When sympathy is sabotaging you
Aug 25, 2020"The first week of school is overwhelming; of course he's going to be having a tantrum."
"A new baby brother is so confusing; I get why big sis is screaming about screen time."
"Quarantine is hard for everyone; extra fighting between siblings is totally normal."
Are any of these statements false? Absolutely not! Are they reasons to relax the rules? Unfortunately, no. This paradigm comes up all the time in my coaching sessions with moms. We want to understand what's behind our kids' behavior, and often the reasons are so understandable and obvious!
That is great on one hand because it means we can have empathy for our kids' struggles and we feel solid about what's going on. Unfortunately, that empathy often ends up sabotaging us because we feel it's 'mean' or 'unfair' to punish a kid when we're feeling so bad for them. This is actually a huge disservice to our kids.

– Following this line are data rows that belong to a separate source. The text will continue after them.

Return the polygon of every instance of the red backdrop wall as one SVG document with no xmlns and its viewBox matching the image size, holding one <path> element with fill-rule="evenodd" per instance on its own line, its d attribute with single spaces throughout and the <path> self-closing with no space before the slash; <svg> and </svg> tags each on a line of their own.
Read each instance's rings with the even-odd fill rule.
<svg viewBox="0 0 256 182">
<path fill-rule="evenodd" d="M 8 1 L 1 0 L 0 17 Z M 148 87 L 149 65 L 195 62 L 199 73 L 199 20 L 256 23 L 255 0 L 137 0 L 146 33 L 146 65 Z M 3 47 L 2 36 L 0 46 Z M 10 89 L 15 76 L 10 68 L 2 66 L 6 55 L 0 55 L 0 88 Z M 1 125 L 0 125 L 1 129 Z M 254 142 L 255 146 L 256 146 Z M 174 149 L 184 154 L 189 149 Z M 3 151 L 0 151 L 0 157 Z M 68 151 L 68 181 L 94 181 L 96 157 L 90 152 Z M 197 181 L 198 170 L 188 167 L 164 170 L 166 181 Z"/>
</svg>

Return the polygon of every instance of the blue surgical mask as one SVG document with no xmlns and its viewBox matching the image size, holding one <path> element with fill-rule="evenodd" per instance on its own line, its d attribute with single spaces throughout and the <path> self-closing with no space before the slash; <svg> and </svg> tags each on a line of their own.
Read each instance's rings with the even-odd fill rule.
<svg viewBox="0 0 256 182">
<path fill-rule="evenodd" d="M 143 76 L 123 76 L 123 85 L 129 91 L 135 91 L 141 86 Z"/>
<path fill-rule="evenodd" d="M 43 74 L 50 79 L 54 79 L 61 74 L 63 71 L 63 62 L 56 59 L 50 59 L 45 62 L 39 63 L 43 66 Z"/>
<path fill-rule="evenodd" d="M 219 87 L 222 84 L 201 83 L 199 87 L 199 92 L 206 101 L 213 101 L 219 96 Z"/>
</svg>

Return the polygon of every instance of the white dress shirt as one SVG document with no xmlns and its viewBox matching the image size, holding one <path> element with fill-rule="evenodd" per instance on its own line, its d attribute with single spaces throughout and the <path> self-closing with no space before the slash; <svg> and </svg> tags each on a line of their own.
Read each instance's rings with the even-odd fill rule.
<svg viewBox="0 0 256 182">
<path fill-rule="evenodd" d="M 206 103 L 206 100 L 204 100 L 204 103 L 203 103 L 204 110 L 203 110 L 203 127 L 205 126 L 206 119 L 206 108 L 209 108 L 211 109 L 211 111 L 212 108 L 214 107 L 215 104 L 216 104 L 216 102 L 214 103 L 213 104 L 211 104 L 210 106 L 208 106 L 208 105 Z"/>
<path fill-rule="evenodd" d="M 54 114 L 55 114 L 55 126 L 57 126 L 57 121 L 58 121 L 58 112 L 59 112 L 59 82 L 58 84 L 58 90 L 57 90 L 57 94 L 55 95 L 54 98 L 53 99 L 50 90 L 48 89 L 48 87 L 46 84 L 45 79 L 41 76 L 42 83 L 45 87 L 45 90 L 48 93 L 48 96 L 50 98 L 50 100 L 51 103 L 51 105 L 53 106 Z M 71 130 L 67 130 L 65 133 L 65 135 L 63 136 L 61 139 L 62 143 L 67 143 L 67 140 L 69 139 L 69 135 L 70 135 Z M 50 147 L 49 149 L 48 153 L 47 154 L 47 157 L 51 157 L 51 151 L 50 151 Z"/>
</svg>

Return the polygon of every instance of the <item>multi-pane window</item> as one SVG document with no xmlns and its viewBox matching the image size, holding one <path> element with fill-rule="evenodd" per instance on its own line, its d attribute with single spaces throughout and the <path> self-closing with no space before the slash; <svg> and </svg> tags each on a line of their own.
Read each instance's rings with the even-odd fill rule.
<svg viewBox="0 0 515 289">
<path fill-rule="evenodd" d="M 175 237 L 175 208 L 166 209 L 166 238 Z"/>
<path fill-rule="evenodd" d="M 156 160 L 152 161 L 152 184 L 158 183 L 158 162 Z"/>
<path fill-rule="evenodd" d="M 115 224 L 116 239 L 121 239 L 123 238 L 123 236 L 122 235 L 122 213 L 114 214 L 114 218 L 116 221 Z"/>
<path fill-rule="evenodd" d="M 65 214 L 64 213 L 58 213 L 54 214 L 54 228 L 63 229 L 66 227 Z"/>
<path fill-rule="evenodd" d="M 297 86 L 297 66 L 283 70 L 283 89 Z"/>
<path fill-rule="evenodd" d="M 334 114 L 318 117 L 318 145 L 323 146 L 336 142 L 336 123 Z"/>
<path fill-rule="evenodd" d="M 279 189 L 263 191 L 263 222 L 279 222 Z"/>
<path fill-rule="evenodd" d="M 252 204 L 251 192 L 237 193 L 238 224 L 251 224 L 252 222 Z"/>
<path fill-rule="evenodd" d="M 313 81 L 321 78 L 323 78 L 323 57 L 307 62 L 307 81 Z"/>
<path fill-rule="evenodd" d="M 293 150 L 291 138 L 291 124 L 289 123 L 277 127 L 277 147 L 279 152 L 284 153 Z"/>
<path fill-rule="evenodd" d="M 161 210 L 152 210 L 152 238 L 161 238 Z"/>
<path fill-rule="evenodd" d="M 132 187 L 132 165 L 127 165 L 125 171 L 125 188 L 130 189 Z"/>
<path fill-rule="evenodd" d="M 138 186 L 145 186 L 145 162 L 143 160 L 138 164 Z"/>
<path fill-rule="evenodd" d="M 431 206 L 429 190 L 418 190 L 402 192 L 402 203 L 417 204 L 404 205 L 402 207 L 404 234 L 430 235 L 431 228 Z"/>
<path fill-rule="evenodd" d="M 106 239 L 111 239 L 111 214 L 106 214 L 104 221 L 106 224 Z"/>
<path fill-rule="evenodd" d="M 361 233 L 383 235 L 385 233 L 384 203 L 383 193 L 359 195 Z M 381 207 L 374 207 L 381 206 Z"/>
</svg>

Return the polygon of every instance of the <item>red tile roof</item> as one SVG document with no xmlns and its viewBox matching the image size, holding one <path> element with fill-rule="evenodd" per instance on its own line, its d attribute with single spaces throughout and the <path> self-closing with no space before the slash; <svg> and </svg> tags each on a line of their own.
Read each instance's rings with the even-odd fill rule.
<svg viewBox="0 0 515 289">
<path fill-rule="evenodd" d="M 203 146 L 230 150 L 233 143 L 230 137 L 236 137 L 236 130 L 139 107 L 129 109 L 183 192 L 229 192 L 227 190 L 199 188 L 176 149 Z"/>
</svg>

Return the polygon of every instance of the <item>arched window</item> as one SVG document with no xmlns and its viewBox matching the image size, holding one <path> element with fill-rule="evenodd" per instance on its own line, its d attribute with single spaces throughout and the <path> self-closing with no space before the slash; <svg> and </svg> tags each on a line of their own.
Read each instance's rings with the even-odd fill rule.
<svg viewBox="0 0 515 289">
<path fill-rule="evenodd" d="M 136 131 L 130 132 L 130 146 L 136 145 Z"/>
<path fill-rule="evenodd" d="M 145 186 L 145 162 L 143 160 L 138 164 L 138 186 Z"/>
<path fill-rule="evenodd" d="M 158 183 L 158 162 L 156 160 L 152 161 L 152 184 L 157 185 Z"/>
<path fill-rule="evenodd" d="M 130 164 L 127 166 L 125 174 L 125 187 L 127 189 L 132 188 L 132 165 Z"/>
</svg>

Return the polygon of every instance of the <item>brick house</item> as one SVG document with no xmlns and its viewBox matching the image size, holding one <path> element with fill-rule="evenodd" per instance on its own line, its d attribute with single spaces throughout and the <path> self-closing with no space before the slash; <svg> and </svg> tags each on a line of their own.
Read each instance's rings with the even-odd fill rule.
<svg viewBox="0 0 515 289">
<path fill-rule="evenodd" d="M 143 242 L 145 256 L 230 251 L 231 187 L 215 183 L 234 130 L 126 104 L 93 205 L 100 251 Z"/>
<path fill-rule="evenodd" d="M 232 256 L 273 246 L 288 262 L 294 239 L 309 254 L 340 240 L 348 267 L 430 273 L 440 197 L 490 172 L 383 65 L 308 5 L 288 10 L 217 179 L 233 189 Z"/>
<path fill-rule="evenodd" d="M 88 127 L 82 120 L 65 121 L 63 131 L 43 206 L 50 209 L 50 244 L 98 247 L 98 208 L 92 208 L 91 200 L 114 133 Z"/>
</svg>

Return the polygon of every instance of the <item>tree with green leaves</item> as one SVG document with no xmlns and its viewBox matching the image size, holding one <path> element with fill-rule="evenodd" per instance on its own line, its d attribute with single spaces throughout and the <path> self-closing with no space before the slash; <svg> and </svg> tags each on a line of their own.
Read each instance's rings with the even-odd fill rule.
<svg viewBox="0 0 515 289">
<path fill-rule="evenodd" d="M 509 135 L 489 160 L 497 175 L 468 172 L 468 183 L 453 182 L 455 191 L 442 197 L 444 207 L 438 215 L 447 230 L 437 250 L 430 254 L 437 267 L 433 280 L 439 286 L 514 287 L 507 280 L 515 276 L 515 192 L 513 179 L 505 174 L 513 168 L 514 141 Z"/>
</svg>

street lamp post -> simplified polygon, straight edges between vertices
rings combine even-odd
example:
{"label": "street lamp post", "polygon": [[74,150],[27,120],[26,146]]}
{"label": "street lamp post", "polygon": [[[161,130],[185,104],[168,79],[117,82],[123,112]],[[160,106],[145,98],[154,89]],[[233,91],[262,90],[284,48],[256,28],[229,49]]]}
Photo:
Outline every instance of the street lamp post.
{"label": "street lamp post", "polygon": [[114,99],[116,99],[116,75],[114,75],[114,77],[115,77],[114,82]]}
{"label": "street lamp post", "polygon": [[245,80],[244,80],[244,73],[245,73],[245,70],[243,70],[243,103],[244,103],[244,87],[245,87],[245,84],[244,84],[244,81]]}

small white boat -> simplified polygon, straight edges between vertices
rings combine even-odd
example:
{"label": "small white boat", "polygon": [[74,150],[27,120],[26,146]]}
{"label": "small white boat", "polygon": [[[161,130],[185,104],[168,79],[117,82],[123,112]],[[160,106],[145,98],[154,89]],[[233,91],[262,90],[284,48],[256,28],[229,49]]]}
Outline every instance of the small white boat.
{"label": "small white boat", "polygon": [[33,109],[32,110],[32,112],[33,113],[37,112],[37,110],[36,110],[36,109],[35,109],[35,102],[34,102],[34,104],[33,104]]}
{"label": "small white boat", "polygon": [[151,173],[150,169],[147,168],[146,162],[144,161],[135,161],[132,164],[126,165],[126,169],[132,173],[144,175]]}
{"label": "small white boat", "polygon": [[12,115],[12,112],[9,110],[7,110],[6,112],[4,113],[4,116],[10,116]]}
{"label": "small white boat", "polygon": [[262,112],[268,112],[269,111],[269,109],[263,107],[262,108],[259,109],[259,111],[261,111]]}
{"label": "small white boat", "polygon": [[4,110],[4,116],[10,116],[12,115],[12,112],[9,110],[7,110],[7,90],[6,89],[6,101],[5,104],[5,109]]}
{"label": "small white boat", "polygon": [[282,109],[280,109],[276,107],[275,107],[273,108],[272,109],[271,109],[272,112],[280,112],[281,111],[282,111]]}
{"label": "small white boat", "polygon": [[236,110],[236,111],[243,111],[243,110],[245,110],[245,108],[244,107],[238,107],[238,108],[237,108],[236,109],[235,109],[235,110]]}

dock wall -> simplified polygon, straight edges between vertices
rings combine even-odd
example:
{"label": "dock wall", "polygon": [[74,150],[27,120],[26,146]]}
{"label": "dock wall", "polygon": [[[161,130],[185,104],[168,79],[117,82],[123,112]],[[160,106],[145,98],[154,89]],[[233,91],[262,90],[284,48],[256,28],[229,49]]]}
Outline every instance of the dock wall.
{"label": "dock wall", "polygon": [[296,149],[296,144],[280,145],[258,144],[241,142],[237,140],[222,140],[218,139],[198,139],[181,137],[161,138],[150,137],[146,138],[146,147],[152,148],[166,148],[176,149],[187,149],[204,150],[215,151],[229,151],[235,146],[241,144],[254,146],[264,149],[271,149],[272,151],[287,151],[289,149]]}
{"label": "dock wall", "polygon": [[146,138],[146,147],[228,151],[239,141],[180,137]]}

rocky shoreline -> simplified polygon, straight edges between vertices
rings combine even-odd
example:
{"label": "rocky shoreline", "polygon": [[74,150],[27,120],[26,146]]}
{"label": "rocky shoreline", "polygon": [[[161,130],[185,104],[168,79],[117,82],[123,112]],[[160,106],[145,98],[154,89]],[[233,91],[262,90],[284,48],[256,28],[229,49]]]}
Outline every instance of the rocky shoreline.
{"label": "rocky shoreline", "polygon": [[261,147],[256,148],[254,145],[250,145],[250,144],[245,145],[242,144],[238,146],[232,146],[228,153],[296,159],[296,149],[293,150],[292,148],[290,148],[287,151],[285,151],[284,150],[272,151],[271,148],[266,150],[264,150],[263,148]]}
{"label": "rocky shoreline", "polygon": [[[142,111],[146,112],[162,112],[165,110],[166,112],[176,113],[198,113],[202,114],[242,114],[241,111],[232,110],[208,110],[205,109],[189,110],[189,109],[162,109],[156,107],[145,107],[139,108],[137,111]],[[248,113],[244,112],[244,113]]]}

When kids' behavior is more extreme than usual, it tends to be because things are usually stressful, new, or just plain weird for them. This is when they need as much of the status quo as we can possibly give them, and our responses to their behavior are the biggest and most important way we can do that.
If tantrums usually result in a gentle trip to their bedroom, that's exactly what needs to happen all the time, even when things are weird. If screen time normally ends at 4 pm, that's exactly what needs to happen even when there's a new sibling in the house. You get the idea...
Learn it, live it, love it. Take all that empathy and sympathy for your kiddo and use it, not to make an excuse for your kid or avoid disciplining them, but instead to deliver that discipline with compassion and so much love. This means switching away from a punitive approach to discipline and using consequences instead of punishments.
You are not mean for shepherding your child through the realities of bad decisions. And your empathy can be the secret sauce that makes gentle, loving discipline possible.